【完結】ごきげんよう、オレは海軍〝大佐〟のフルボディだ。 作:SUN'S
「なあ、フルボディ……」
「なんだ?」
「ここって浮き島だよな」
「浮き島だな」
「なあ~んでブロッコツリーやポテトの泉があるんだ?いや、ポテトは好きだから嬉しいけどよ。マジで、どうなってるんだこの世界線?」
「フィーリングに任せとけ」
そんなことを言い合いながらオレとジャンゴはシキの拠点を探して浮き島を散策しているとベジタブルスカイのように色鮮やかで実り豊かなグルメ野菜の群生地に紛れ込んでいた。
モグモグとトマトを頬張る度、オレの体内を瑞々しく爽快な酸味と甘さの混ざった果肉と果汁が駆け巡り、強烈な筋肉の膨張を伴って全身のパワーアップを感じる。
「……いや、お前だけ世界観が別なのよ」
「フィーリングだ。考えるな、感じろ」
「はあ、ホントにどうなってるんだ。
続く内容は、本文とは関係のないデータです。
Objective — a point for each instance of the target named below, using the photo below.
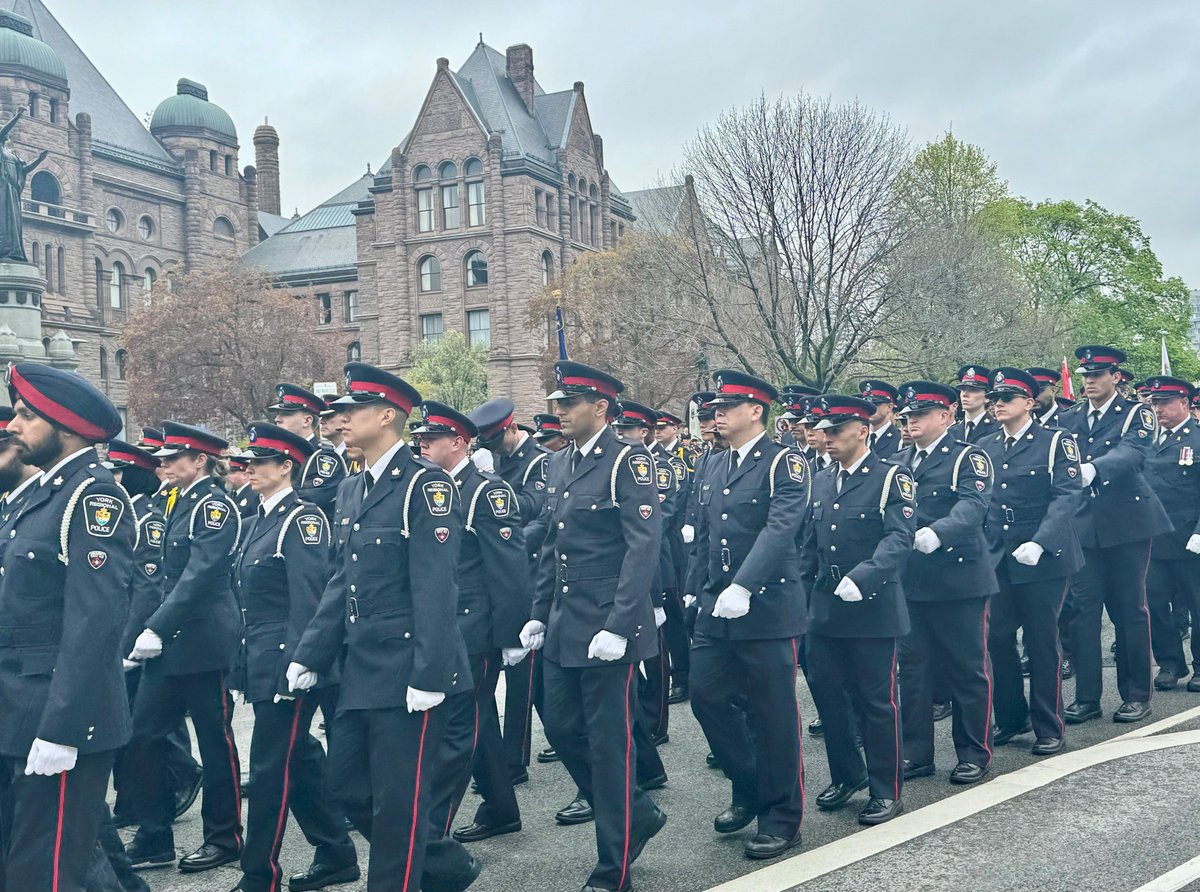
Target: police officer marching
(65, 710)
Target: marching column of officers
(891, 545)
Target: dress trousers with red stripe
(279, 575)
(199, 623)
(61, 616)
(948, 591)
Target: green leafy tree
(449, 371)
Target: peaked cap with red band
(493, 417)
(923, 395)
(838, 409)
(977, 376)
(185, 437)
(575, 378)
(1014, 381)
(269, 441)
(367, 383)
(64, 399)
(634, 414)
(733, 387)
(1164, 387)
(437, 419)
(1098, 359)
(289, 397)
(123, 455)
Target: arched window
(431, 274)
(477, 269)
(114, 286)
(45, 189)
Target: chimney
(267, 160)
(520, 71)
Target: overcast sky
(1074, 99)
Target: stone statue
(13, 173)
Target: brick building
(497, 187)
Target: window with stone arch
(475, 265)
(430, 270)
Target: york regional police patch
(215, 514)
(102, 513)
(640, 466)
(437, 497)
(499, 502)
(311, 527)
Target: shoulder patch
(437, 497)
(216, 513)
(155, 531)
(640, 466)
(499, 501)
(103, 513)
(796, 467)
(311, 527)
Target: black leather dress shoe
(654, 783)
(143, 856)
(1005, 735)
(880, 810)
(911, 772)
(967, 773)
(763, 846)
(1048, 746)
(207, 857)
(838, 795)
(1077, 713)
(1165, 680)
(321, 875)
(1132, 711)
(732, 819)
(577, 812)
(475, 831)
(185, 796)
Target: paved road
(1049, 832)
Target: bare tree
(210, 347)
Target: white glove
(533, 635)
(606, 646)
(49, 759)
(732, 603)
(847, 590)
(1029, 554)
(513, 656)
(925, 540)
(300, 677)
(423, 700)
(147, 647)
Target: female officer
(279, 575)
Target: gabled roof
(112, 121)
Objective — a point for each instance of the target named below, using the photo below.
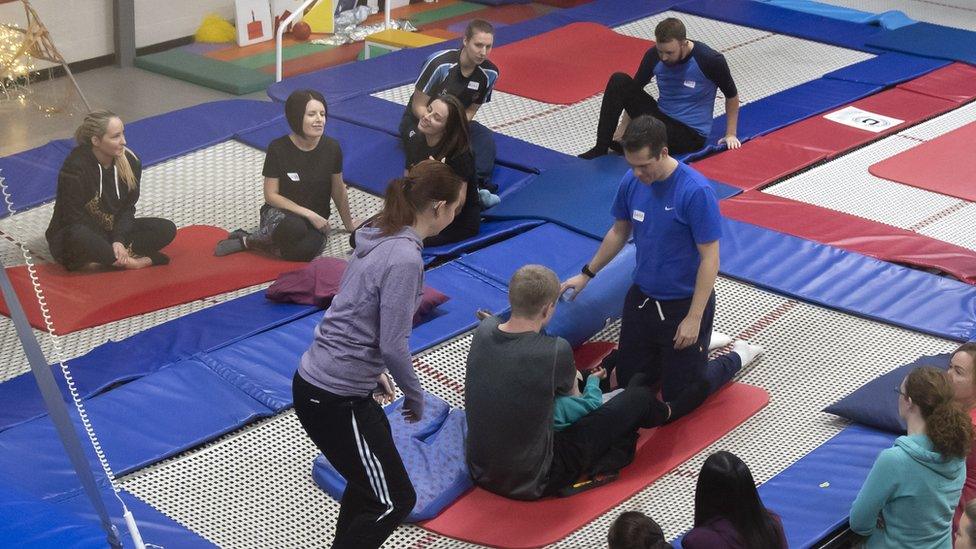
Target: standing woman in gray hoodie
(362, 336)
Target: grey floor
(130, 92)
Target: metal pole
(124, 19)
(56, 408)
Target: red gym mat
(568, 64)
(945, 165)
(956, 82)
(851, 233)
(82, 300)
(485, 518)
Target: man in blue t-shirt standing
(673, 215)
(688, 75)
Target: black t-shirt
(304, 177)
(468, 220)
(442, 75)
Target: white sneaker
(747, 351)
(719, 340)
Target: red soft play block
(568, 64)
(829, 137)
(851, 233)
(485, 518)
(757, 163)
(82, 300)
(945, 165)
(956, 83)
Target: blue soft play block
(116, 362)
(139, 424)
(887, 69)
(849, 282)
(929, 40)
(813, 496)
(562, 250)
(432, 451)
(875, 404)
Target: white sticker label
(861, 119)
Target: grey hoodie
(366, 328)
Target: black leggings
(623, 94)
(354, 435)
(76, 246)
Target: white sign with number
(864, 120)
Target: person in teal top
(914, 487)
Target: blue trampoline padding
(930, 40)
(875, 404)
(562, 250)
(813, 496)
(781, 20)
(848, 282)
(887, 69)
(490, 231)
(117, 362)
(792, 105)
(433, 455)
(603, 299)
(138, 424)
(892, 19)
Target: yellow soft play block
(319, 17)
(402, 39)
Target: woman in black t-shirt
(442, 134)
(302, 174)
(94, 223)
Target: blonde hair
(95, 124)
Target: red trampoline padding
(956, 83)
(820, 134)
(757, 163)
(945, 165)
(568, 64)
(82, 300)
(851, 233)
(482, 517)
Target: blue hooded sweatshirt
(915, 490)
(366, 328)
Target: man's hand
(687, 333)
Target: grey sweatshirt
(366, 328)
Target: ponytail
(95, 124)
(947, 426)
(427, 182)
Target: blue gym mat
(929, 40)
(32, 176)
(116, 362)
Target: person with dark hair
(913, 488)
(672, 213)
(468, 75)
(442, 134)
(688, 75)
(962, 377)
(635, 530)
(302, 175)
(728, 511)
(966, 533)
(361, 338)
(94, 223)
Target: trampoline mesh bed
(846, 185)
(762, 64)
あ、このキュウリ美味い、持って帰ってピクルスとか浅漬けにしたら酒のつまみになるかも」
オレの食い気に負けて、ジャンゴもベジタブルスカイかもしれない場所に生えているキュウリに齧りつき、ボリボリと歯応えの良い音を奏でる。
「ウホ?」
「「…………」」
そこにいたのは野菜を貪り食らうゴリラだった。
オレの筋肉を上回る高密度の筋肉繊維、鋼に匹敵し得る骨密度、何よりオレの打撃に特化した筋肉と同等に鍛え込まれた柔軟性を兼ね備えた
「すごい筋肉だな」
「あー、ちょっと待ってくれ。オレの記憶が正しければあのゴリラはシキの仲間のスカーレット隊長だったはずだ。……うん、ちゃんとオレの手帳にも書いて残してあるから間違いないぜ」
「ゴアアァァァーーーーーッ!!!!」
ドドン!
ドンドンドン!!
オレ達を存在にようやく気がついたゴリラは凄まじい振動を起こすドラミングでオレとジャンゴに、いや、主にオレに向かって縄張りを主張するように威嚇してきた。
「とりあえず、威嚇しとくか」
イメージするのはトリコだ。
どのくらいグルメ細胞の悪魔が目覚めているのかは知らないが、これぐらいの相手なら無駄にケンカする必要もなく退けることは出来るはずだ。
「ウホッ!?オォオッ!!」
「成る程、お前は好戦的なタイプみたいだな!」
オレの威圧に屈するどころか嬉々として突撃してくるゴリラの突進を受け止め、ジャンゴの呆れたような「お前もゴリラじゃねえか」というツッコミを否定する。
オレは断じてゴリラじゃない。
「〝ノッキング〟っ!!」
蟷螂拳の様に人差し指と中指を揃えて構えると同時にオレは神経の集まる関節の間を突き、ゴリラの動きを無理やり止めて後ろに飛び退く。
「お前ってホントに器用だな」
「まあ、オレのノッキングは〝見聞色〟を使って弱点を見抜いているだけだし。本家本元のノッキングには百歩ぐらい劣ってるんじゃないか?」
そんなことをジャンゴに言いつつ、オレは数時間ぐらいに起きれるようにゴリラを地面にめり込ませる。イチイチ相手するのは面倒だからな。